Ways of detecting whether the bodily presence of anabolic steroids like nandrolone is natural or down to supplementation were also being developed.
Positive trend
The UK Council for Responsible Nutrition (CRN) technical director, Peter Berry Ottaway, said such issues were typical before any Olympiad, but noted a positive trend after the 2004 Atlanta Olympics where there were many positive doping controls and much finger-pointing at the food supplements industry by athletes seeking to absolve themselves.
There were no such incidents at the 2008 Beijing Olympics.
“The industry always wonders about sports doping at times like this – will it affect us?” Berry Ottaway told NutraIngredients this morning.
“It is a constant battle and deliberate contamination by rogue supplement makers targeting those seeking to enhance their performance will never go away, but the trend is good and the World Anti-Doping Agency is spending a lot of money making it harder for athletes to cheat.”
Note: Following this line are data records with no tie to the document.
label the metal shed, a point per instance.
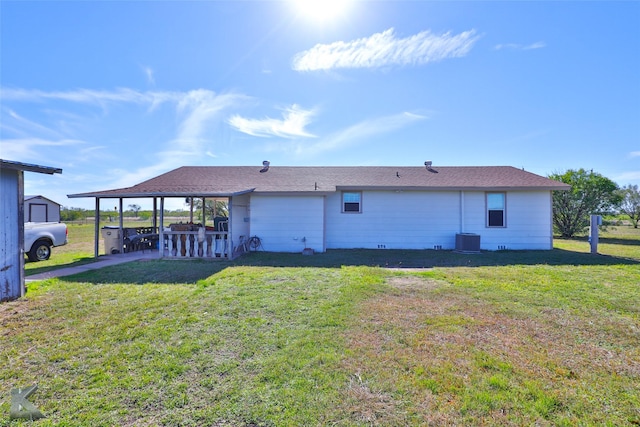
(12, 225)
(41, 209)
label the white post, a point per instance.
(596, 220)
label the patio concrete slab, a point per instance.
(103, 261)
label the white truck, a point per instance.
(40, 237)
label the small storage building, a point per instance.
(12, 225)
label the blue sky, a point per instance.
(115, 93)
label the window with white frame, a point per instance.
(496, 210)
(352, 202)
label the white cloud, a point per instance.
(516, 46)
(197, 114)
(29, 150)
(360, 131)
(293, 123)
(92, 97)
(148, 71)
(385, 49)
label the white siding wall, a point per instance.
(288, 223)
(418, 220)
(239, 206)
(528, 220)
(395, 220)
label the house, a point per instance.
(41, 209)
(12, 225)
(292, 209)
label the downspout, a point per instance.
(461, 211)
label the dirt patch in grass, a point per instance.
(441, 356)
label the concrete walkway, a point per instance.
(103, 261)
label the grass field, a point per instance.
(502, 338)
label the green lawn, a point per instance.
(502, 338)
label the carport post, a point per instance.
(596, 220)
(97, 229)
(161, 230)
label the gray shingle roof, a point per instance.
(224, 181)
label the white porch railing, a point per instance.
(196, 244)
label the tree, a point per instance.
(630, 203)
(135, 209)
(590, 194)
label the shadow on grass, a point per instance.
(45, 268)
(191, 271)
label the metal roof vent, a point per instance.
(428, 164)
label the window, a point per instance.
(351, 202)
(496, 210)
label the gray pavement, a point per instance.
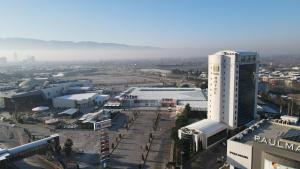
(128, 154)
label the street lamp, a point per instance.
(181, 155)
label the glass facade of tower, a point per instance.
(246, 101)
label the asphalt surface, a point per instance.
(128, 153)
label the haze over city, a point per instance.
(149, 84)
(162, 29)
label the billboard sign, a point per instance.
(102, 124)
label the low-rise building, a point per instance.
(265, 145)
(203, 134)
(84, 102)
(162, 97)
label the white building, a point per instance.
(232, 87)
(165, 97)
(204, 133)
(265, 145)
(232, 95)
(85, 102)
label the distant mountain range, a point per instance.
(27, 43)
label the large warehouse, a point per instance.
(164, 97)
(265, 145)
(85, 102)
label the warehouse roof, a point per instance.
(206, 126)
(82, 96)
(155, 93)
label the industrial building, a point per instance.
(265, 145)
(36, 92)
(203, 134)
(50, 143)
(84, 102)
(164, 97)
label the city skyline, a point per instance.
(267, 27)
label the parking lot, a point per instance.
(128, 153)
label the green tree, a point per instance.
(68, 147)
(187, 111)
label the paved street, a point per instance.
(128, 154)
(160, 149)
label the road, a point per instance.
(129, 152)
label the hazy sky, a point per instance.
(270, 26)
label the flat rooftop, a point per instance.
(268, 129)
(205, 126)
(82, 96)
(155, 93)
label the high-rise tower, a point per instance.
(232, 87)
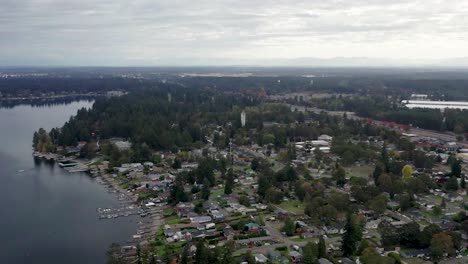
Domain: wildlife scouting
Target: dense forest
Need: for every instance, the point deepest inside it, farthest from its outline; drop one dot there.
(385, 109)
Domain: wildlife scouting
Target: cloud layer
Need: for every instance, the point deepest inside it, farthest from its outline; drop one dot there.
(148, 32)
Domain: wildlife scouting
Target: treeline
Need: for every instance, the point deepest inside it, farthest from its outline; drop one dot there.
(39, 86)
(381, 108)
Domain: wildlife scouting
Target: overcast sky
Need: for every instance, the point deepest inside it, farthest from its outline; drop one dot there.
(162, 32)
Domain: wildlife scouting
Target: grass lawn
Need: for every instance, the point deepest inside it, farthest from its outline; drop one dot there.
(294, 206)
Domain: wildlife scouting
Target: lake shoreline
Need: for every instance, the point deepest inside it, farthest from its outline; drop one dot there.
(149, 219)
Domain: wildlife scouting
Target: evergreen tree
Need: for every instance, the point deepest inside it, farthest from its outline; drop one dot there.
(340, 176)
(451, 184)
(205, 192)
(229, 182)
(352, 236)
(322, 248)
(310, 253)
(289, 227)
(384, 158)
(456, 168)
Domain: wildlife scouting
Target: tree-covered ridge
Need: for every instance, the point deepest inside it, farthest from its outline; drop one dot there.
(171, 117)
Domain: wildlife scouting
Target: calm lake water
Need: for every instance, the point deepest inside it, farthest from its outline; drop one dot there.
(47, 214)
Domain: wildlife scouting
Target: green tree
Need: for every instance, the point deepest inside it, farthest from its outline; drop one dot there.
(310, 253)
(289, 227)
(378, 204)
(407, 171)
(205, 192)
(322, 248)
(339, 175)
(441, 243)
(229, 182)
(352, 236)
(456, 168)
(427, 233)
(409, 234)
(177, 164)
(451, 184)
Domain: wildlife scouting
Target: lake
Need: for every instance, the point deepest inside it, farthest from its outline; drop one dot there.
(47, 214)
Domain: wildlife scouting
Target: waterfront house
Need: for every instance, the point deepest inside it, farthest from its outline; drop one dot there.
(200, 219)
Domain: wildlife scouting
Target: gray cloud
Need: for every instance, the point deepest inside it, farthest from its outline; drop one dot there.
(146, 32)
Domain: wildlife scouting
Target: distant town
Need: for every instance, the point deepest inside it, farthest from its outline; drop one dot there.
(267, 175)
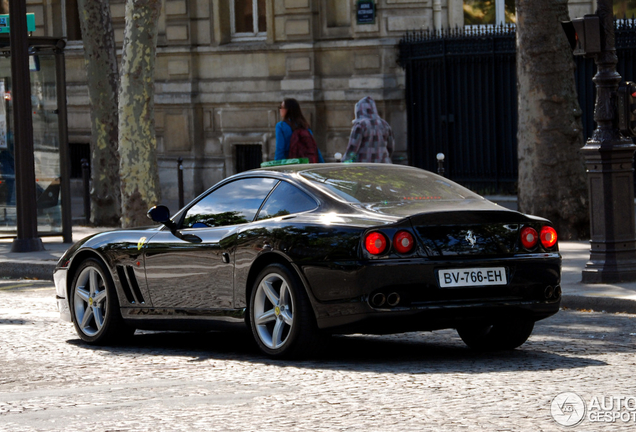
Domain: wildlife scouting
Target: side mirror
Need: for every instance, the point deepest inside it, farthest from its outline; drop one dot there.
(161, 214)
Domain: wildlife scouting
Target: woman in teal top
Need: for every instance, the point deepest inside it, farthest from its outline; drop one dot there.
(292, 115)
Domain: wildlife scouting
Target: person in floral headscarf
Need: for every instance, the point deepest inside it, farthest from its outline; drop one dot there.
(371, 137)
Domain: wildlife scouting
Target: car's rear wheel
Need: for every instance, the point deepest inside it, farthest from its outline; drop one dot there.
(94, 306)
(506, 335)
(280, 315)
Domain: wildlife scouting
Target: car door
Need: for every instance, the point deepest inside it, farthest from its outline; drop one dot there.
(194, 267)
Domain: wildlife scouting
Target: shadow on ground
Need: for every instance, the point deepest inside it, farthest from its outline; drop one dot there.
(556, 344)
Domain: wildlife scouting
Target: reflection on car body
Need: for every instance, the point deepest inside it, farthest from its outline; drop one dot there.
(299, 252)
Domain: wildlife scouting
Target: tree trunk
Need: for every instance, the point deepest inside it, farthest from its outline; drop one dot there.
(552, 181)
(101, 68)
(137, 141)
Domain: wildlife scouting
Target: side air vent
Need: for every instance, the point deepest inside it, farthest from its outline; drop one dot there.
(134, 285)
(129, 285)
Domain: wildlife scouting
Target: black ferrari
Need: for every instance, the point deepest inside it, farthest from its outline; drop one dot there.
(299, 252)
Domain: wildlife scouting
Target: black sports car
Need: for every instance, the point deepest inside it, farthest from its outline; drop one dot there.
(297, 252)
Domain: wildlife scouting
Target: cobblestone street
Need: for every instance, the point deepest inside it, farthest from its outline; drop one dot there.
(50, 381)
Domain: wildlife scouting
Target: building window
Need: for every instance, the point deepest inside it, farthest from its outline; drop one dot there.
(625, 8)
(484, 12)
(248, 19)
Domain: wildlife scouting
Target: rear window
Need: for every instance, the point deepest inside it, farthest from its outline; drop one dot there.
(385, 183)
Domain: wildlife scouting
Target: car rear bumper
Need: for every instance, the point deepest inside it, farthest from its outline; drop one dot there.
(436, 316)
(343, 296)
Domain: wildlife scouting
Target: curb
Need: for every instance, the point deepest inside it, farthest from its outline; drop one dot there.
(27, 270)
(44, 271)
(599, 304)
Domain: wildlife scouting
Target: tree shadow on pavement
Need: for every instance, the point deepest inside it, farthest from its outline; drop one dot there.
(415, 353)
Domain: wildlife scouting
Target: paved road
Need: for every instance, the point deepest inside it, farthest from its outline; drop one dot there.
(49, 381)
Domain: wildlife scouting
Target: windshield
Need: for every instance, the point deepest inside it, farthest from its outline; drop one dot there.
(385, 184)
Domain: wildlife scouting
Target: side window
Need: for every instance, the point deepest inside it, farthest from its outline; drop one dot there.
(231, 204)
(286, 199)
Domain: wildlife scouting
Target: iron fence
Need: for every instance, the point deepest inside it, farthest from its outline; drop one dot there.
(461, 97)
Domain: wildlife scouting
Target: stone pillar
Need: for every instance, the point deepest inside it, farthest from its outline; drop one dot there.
(608, 157)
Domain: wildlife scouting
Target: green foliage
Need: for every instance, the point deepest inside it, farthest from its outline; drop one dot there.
(479, 12)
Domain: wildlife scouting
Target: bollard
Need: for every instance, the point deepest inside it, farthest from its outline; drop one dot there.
(440, 164)
(87, 191)
(180, 181)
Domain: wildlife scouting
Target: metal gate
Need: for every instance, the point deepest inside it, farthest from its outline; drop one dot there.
(461, 96)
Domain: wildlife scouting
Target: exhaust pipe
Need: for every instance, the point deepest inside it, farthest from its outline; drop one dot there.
(377, 300)
(393, 299)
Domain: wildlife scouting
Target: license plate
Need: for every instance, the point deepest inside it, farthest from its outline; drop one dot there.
(472, 277)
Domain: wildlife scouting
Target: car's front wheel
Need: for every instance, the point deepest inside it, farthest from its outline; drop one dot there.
(280, 315)
(94, 306)
(505, 335)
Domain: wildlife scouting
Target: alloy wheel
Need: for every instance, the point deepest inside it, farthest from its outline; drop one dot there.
(273, 311)
(90, 298)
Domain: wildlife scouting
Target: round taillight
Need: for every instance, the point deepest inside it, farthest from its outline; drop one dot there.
(529, 237)
(403, 242)
(375, 243)
(548, 237)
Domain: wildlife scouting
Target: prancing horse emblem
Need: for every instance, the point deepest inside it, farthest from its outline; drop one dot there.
(470, 238)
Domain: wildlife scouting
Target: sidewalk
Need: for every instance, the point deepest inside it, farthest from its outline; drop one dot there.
(576, 295)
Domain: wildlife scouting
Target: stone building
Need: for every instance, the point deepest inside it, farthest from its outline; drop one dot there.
(223, 67)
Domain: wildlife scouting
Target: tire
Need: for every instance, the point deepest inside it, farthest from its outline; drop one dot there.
(94, 305)
(280, 315)
(500, 336)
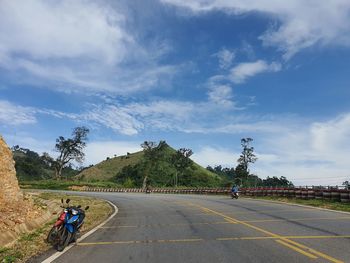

He added a cleaner supplements industry was complementing the work of testers, developments acknowledged by UK elite athletic authorities, which in 2008, changed their policy to advise athletes that quality sports supplements could be useful. Previously it had warned against using them at all.
“CRN and also our international colleagues within IADSA have been involved in anti -doping in sport for over a quarter of a century and we have been working closely with the authorities over a number of years to try and identify and remove the potential causes within the supplement industry,” Berry Ottaway said.
“Whilst the vast majority of supplement manufacturers and suppliers have a completely clean range of products we are aware rogue manufacturers still exist. We always advocate caution when buying ‘the magic product’. The continued recommendation from the CRN is that the athletes should consume multivitamin/ multimineral supplements purchased from reputable suppliers.”